After the Quake
- Daniel Warriner
- 3月31日
- 読了時間: 1分
更新日:4月7日

After the Quake (published in Japan in 2000 and in English in 2002) by Japanese author Haruki Murakami is a collection of six short stories set in Japan in the aftermath of the Great Hanshin Earthquake and before the Tokyo subway sarin attack. They’re all very Murakami, with his bright, breezy style, humor mixed with sentiment, and mostly young characters finding themselves in surprising and bizarre situations.
In “Super-Frog Saves Tokyo,” my favorite of the six, a massive frog calls on a regular nine-to-fiver to help save Tokyo from an impending earthquake caused by a gigantic, angry worm dwelling beneath Shinjuku. The story at first is delivered a bit like The Metamorphosis, and later it feels as though the frog represents a failing sense of duty in the Japanese consciousness, while the worm has been absorbing the frustrations of post-bubble Japanese society, and perhaps some of its moral decay (it lives beneath Kabukicho). The ending is interspersed with dreamlike fragments.

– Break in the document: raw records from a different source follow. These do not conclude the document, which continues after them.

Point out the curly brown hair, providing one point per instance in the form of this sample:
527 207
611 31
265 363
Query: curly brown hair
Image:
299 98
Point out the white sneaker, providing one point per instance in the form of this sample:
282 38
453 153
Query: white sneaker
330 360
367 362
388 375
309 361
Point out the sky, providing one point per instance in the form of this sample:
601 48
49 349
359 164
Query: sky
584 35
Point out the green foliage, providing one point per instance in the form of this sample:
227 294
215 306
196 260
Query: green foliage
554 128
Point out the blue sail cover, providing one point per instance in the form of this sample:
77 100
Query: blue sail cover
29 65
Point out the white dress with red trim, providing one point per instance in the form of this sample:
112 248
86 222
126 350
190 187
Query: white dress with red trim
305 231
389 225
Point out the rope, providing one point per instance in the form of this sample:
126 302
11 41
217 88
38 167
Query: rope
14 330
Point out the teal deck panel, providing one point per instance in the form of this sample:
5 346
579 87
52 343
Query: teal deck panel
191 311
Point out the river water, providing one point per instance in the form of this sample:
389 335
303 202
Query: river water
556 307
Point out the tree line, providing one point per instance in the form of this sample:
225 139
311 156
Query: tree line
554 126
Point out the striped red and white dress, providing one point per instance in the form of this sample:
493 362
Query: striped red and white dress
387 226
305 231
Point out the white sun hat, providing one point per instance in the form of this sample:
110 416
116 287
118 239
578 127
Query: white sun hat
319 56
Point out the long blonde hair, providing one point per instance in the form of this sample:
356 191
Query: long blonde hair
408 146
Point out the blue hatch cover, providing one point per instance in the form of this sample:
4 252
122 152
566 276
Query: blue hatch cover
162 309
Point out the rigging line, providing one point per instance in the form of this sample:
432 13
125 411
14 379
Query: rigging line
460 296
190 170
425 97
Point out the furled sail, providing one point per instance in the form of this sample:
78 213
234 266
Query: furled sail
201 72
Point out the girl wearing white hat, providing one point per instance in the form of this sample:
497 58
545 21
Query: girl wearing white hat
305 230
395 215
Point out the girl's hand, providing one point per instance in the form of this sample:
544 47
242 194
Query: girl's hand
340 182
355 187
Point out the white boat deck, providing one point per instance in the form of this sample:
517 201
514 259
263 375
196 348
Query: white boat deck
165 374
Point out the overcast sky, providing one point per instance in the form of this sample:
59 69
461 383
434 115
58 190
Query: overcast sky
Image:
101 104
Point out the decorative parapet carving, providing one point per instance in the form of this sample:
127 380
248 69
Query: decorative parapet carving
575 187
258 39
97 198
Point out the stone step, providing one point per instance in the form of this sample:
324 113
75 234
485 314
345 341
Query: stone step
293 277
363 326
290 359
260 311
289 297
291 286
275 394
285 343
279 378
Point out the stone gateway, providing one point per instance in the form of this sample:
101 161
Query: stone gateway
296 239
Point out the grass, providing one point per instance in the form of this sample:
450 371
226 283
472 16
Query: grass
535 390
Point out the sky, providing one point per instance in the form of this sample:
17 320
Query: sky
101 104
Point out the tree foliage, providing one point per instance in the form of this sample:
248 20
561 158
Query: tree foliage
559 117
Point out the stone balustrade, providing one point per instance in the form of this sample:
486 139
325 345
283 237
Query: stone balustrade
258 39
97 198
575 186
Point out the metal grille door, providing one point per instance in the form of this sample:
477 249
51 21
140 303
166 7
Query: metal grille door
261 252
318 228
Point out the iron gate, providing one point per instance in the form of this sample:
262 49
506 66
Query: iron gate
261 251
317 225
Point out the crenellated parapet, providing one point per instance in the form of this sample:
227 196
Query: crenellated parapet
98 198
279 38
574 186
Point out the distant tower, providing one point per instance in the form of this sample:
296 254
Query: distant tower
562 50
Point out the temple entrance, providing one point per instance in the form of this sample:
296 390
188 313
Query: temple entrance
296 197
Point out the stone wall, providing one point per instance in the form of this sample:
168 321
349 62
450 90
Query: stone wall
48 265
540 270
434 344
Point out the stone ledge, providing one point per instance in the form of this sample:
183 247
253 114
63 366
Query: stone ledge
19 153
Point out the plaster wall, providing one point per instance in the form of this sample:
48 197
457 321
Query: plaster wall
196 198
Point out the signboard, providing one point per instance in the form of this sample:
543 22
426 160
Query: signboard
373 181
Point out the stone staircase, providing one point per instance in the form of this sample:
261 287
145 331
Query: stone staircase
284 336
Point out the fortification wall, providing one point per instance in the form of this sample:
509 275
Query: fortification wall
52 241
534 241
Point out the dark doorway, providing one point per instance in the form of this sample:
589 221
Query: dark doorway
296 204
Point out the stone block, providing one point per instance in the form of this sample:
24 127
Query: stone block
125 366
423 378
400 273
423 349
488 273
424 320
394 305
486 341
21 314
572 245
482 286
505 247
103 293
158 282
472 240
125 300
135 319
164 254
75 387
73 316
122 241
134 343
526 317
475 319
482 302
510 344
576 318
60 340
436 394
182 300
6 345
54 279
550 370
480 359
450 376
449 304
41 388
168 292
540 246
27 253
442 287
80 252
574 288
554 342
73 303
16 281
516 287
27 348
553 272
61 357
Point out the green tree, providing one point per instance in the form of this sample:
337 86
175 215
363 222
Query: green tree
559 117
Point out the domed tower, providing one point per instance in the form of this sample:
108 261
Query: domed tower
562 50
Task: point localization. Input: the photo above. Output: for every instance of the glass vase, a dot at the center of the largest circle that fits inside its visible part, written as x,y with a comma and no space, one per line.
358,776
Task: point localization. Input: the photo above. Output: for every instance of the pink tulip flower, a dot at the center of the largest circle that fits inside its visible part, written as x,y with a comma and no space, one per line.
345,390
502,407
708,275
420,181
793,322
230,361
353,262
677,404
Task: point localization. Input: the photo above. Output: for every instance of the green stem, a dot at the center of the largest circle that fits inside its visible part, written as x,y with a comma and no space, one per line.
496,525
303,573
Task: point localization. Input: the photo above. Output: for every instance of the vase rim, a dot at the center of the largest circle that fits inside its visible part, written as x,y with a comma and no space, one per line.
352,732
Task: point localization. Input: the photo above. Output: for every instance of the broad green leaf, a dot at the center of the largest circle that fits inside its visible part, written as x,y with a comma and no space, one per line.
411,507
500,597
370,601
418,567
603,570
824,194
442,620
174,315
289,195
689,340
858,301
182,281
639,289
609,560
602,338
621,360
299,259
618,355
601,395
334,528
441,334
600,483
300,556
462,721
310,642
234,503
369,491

The other five stories contain few, if any, supernatural elements, though they share similar themes. Most prominent is a sense of emptiness carried by many of the main characters, something that weighs on them at this particular moment, when both they and Japan itself seem to be at a crossroads. The characters and stories are memorable, though they also left me wanting to read them again.